Ah, crap. Turns out seccomp isn’t in there for show, it’s being used to restrict filesystem access.
Whenever my script attempts to access the filesystem, Python dies and scorescope returns this message.

Attempt 2 - Clever Dynamic Runtime Introspection Hacks

From my previous experience committing code crimes metaprogramming in Python, I knew about Python’s inspect module, which “provides several useful functions to […] retrieve the source code of a method”, among other things.

inspect.getsource(object) seemed like a perfect way to dump the unit tests’ source.

Unfortunately, these methods still tend to access the filesystem internally.
After the competition, I learned that other players managed to dump compiled code from memory, but I found another method instead.

Attempt 3 - What’s Code Integrity?

These test cases are running in the same interpreter we are, with zero isolation.
We should be able to simply replace the test cases with our own to bypass the remaining tests.

After poking around sys.modules some more, I determined the following layout for test_hidden:

# test_8_hidden.py
from util import TestCase

class TestHidden(TestCase):
	def test_hidden():
		...

I tested my idea out with the following submission:

import sys

def fake_test(*args, **kwargs):
	return True

sys.modules["test_8_hidden"].TestHidden.test_hidden = fake_test

Sure enough, the test case passed!

Note: this only worked so easily because the entire test suite runs once, in the same interpreter.
If each case or function were tested separately, our code would be imported + executed too late: the first test case would already have started, and thus we wouldn’t be able to just replace it.

Final Solve

The script I used to Get The Flag looked like this:

import sys

class AlwaysEqInt:
	def __eq__(self, other):
		return True

def add(a, b): return AlwaysEqInt(0)

def longest(words: list[str]) -> str | None:
	longest_word = None
	longest_len = 0
	for word in words:
		if len(word) > longest_len:
			longest_word = word
			longest_len = len(word)
	return longest_word

def common(a, b): return AlwaysEqInt(0)

def favorite(): return AlwaysEqInt(0)

def factor(n):
	class FactorResult(AlwaysEqInt):
		def __mul__(self, other):
			return AlwaysEqInt(10)

	return FactorResult(2), FactorResult(2)


def fake_test(*args, **kwargs):
	return True

sys.modules['test_6_preimage'].TestPreimage.test_preimage_a = fake_test
sys.modules['test_6_preimage'].TestPreimage.test_preimage_b = fake_test
sys.modules['test_7_magic'].TestMagic.test_magic_a = fake_test
sys.modules['test_7_magic'].TestMagic.test_magic_b = fake_test
sys.modules['test_7_magic'].TestMagic.test_magic_c = fake_test
sys.modules['test_8_hidden'].TestHidden.test_hidden = fake_test

However, we can do better.

Optimized script, for some definition of “optimized”:

import sys

def fake_test(*args, **kwargs): return

# enumerate TestCase subclasses
for cls in sys.modules["util"].TestCase.__subclasses__():
	# iterate over class attributes
	for name in cls.__dict__.keys():
		# look for the test case functions
		if name.startswith("test_"):
			# replace test case with our own
			setattr(cls, name, fake_test)

# pass initial test case
def add(a, b): return a + b

Or, if you prefer golf:

for c in __import__("util").TestCase.__subclasses__():
	for n in dir(c):
		if "st_" in n:setattr(c,n,list)
add=int.__add__

And finally, the result:

Autograder Results: &ldquo;All test cases passed!

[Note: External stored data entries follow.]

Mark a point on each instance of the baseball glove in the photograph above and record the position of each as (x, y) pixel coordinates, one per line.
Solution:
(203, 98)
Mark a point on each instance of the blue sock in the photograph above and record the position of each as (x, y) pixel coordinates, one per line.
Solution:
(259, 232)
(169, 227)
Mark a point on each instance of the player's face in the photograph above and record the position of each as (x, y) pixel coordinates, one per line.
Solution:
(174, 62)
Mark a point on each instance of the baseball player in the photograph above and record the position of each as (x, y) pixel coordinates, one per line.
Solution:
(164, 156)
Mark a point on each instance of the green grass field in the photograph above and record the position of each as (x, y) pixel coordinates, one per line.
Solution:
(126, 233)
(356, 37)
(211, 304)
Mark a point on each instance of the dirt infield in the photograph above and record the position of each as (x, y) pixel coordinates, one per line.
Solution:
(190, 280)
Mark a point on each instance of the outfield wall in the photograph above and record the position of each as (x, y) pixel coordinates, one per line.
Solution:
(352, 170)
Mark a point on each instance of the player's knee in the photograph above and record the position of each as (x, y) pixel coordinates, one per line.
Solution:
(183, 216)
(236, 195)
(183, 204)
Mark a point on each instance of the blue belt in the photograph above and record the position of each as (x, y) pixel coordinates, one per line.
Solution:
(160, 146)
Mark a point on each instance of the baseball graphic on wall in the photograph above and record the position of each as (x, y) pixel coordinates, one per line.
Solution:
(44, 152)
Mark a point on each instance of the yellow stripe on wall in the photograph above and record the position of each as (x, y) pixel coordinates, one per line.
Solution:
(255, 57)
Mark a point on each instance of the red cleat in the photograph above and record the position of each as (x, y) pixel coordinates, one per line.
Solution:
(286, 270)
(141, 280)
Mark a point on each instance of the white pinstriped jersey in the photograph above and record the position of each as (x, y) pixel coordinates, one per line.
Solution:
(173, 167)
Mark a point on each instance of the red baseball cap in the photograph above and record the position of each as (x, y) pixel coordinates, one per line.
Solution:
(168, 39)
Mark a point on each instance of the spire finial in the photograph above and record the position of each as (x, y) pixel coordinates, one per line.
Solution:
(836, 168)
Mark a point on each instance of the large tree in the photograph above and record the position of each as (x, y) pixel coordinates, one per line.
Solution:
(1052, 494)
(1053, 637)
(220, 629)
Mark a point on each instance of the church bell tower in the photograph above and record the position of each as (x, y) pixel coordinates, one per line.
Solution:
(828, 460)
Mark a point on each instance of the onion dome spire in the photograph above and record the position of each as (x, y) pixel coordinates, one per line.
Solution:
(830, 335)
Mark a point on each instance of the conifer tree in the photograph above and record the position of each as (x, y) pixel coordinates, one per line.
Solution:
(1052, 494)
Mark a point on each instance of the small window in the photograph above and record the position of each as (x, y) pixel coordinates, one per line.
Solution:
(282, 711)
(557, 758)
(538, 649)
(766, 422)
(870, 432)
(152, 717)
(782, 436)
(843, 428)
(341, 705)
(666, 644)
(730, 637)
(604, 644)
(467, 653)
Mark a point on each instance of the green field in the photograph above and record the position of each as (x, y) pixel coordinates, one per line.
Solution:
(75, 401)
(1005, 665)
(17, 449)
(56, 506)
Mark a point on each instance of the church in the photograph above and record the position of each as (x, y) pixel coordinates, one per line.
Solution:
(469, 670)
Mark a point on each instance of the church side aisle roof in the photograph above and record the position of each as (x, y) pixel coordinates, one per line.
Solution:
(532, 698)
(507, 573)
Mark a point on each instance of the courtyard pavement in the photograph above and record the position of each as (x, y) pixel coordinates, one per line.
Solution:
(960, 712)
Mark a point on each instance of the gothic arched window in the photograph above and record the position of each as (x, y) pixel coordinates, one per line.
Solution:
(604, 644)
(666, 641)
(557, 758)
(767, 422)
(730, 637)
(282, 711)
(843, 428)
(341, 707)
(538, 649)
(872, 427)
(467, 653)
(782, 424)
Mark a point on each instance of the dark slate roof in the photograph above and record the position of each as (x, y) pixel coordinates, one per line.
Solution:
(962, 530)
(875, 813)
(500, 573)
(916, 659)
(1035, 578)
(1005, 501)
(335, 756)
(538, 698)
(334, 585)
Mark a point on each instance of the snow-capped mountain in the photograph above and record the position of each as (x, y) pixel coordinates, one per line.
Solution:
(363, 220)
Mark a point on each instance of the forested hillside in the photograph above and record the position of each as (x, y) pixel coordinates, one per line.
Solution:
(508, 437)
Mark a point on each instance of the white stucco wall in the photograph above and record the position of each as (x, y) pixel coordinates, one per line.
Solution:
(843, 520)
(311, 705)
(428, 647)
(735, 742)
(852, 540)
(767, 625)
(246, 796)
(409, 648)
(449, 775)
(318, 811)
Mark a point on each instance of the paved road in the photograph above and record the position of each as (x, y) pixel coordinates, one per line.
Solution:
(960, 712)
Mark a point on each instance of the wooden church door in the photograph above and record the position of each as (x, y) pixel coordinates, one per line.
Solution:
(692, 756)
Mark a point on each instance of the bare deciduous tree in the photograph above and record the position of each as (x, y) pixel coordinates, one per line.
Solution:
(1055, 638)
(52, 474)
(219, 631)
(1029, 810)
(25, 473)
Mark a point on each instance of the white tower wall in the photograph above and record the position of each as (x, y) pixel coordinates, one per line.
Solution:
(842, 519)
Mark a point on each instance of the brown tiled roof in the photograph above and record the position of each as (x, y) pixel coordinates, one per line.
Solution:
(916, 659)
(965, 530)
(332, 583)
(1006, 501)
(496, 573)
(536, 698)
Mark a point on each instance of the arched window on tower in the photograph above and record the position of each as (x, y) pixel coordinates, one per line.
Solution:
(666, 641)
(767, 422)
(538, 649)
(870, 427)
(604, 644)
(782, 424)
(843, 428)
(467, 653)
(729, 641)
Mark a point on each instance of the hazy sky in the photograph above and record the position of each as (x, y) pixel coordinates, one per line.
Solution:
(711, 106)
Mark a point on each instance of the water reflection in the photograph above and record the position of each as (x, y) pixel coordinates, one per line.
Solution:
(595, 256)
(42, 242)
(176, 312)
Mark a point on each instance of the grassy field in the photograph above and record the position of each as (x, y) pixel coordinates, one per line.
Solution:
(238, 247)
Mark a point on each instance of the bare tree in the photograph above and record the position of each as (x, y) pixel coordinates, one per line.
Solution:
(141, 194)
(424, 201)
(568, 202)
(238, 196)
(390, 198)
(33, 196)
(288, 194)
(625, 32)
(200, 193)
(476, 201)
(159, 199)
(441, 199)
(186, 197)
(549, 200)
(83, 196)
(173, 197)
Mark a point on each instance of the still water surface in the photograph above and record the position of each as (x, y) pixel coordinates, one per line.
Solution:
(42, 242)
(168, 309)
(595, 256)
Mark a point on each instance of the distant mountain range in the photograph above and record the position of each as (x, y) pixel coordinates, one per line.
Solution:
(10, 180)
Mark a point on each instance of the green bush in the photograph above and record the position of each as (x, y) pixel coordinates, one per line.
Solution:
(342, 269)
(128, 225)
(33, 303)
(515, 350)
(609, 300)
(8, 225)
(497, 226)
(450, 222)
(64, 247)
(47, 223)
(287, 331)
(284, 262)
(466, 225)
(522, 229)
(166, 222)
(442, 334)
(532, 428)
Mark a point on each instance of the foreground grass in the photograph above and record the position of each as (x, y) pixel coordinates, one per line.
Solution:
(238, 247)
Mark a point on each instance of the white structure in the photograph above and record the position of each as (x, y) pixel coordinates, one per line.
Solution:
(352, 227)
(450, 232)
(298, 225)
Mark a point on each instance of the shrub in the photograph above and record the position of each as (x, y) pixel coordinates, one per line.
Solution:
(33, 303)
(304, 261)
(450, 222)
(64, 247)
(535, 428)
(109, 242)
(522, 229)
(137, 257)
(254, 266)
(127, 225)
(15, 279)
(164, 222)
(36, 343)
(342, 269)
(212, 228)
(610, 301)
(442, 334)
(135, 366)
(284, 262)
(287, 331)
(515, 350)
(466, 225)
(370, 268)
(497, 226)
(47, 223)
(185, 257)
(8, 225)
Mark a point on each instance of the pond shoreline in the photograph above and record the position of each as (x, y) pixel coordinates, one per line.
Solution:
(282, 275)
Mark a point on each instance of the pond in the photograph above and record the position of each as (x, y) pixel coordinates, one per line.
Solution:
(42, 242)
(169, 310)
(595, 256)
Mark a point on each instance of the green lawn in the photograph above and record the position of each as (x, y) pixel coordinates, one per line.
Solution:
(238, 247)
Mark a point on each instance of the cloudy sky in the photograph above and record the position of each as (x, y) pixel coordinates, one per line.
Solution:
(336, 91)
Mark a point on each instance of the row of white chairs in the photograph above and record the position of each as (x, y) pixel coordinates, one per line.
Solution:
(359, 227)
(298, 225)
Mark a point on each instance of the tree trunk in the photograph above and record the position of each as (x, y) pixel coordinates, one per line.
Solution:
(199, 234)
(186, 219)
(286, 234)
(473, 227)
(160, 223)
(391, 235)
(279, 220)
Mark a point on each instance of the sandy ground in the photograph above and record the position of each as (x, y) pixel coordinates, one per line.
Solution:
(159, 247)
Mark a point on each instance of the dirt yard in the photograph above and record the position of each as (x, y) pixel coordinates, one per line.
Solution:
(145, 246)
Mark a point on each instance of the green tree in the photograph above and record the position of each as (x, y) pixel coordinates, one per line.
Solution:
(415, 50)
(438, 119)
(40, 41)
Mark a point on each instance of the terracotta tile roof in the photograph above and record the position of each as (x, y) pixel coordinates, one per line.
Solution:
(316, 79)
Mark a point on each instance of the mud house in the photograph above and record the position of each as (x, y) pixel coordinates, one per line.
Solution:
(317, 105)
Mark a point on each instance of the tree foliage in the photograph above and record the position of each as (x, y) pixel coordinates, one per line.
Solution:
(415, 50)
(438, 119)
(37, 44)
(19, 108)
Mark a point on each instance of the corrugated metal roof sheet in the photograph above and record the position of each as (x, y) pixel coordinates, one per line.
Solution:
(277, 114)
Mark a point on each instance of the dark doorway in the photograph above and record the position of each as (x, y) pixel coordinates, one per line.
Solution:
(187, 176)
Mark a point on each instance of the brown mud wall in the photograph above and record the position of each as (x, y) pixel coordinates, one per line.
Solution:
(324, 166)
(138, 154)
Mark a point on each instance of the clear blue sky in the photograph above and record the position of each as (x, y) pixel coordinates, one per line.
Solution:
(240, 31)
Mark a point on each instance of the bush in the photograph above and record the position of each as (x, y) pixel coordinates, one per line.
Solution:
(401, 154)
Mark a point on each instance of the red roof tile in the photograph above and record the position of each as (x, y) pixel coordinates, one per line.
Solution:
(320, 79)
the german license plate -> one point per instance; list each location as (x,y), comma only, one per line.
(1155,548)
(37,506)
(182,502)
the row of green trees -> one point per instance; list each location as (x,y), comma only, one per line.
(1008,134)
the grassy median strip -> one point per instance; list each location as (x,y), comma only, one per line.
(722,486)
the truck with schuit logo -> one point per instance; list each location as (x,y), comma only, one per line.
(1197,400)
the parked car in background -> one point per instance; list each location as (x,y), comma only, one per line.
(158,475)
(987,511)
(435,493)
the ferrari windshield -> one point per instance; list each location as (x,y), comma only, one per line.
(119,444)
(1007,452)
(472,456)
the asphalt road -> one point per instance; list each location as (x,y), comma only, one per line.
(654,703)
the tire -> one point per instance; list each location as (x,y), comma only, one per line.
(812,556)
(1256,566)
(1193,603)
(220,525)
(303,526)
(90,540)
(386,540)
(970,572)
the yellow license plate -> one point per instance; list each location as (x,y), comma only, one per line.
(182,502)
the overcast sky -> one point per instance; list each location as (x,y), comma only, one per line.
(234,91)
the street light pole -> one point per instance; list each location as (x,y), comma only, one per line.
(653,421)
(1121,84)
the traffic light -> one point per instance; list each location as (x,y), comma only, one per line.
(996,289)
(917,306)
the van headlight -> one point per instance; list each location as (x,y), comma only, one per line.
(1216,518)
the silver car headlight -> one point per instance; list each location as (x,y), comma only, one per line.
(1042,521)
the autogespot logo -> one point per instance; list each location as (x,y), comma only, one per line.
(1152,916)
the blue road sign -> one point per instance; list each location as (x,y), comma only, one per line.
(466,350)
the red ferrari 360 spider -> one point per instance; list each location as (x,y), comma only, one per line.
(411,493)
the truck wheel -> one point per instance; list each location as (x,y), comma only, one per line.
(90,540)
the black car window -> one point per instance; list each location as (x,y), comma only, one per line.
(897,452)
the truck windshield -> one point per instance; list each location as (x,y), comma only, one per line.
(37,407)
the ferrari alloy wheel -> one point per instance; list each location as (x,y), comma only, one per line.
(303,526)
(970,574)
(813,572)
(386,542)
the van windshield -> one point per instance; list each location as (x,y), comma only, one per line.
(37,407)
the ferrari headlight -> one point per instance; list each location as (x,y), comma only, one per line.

Flag: dice{still_more_secure_than_gradescope}&rdquo;

Closing Thoughts

I liked this challenge. I’d call it an easy pyjail, one that (in my opinion) is more fun because it gives the player freedom to explore and experiment.

It captured the spirit of my experience poking at automated grading tools in school.
(I don’t think anyone can argue this challenge isn’t realistic!)